The most dangerous complication in the sitting position is that of a VAE. Dehydration or blood loss leads to decreased central venous pressures, increasing the risk. Patients with a patent foramen ovale or right-to-left shunt are at an increased risk. VAEs are thought to arise from air that enters noncollapsible veins, dural sinuses, or diploid veins.

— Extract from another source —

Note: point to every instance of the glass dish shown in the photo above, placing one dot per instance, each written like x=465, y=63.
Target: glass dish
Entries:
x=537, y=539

VAE causes pulmonary constriction and hypertension with reduction in peripheral resistance, a gradual fall in cardiac output, and subsequent arrest. The use of precordial Doppler ultrasonic systems, right central venous or atrial catheters, and transesophageal echocardiography (TEE) can help early detection of VAEs. TEE and Doppler are the most sensitive in detection, while treatment includes aspiration of the air through the right atrial catheter, discontinuation of nitrous oxide, and administration of pure oxygen. Bone wax, electrocautery, and full-field irrigation should be used to seal possible portals of air entry. Repositioning the patient in the left lateral decubitus position may further facilitate air removal.


Monitoring & Follow-up

Postoperatively, patients are evaluated for adequate wound healing and improvement in preoperative function. At this time, it is important to observe for the redevelopment or worsening of symptoms or neurological function, as well as to monitor for the delayed development of kyphosis.

Owing to paraspinous muscle stripping, patients experience more pain in the immediate postoperative period than preoperatively. For this reason, patients are usually advised preoperatively regarding the likelihood of increased immediate postoperative incisional pain and muscle spasm. Postoperative pain control usually involves a combination of narcotic analgesics, nonsteroidal anti-inflammatory drugs (NSAIDs), and muscle relaxants.

A cervical collar is usually not prescribed, although some patients report that a soft cervical collar helps with maintaining support and decreasing pain.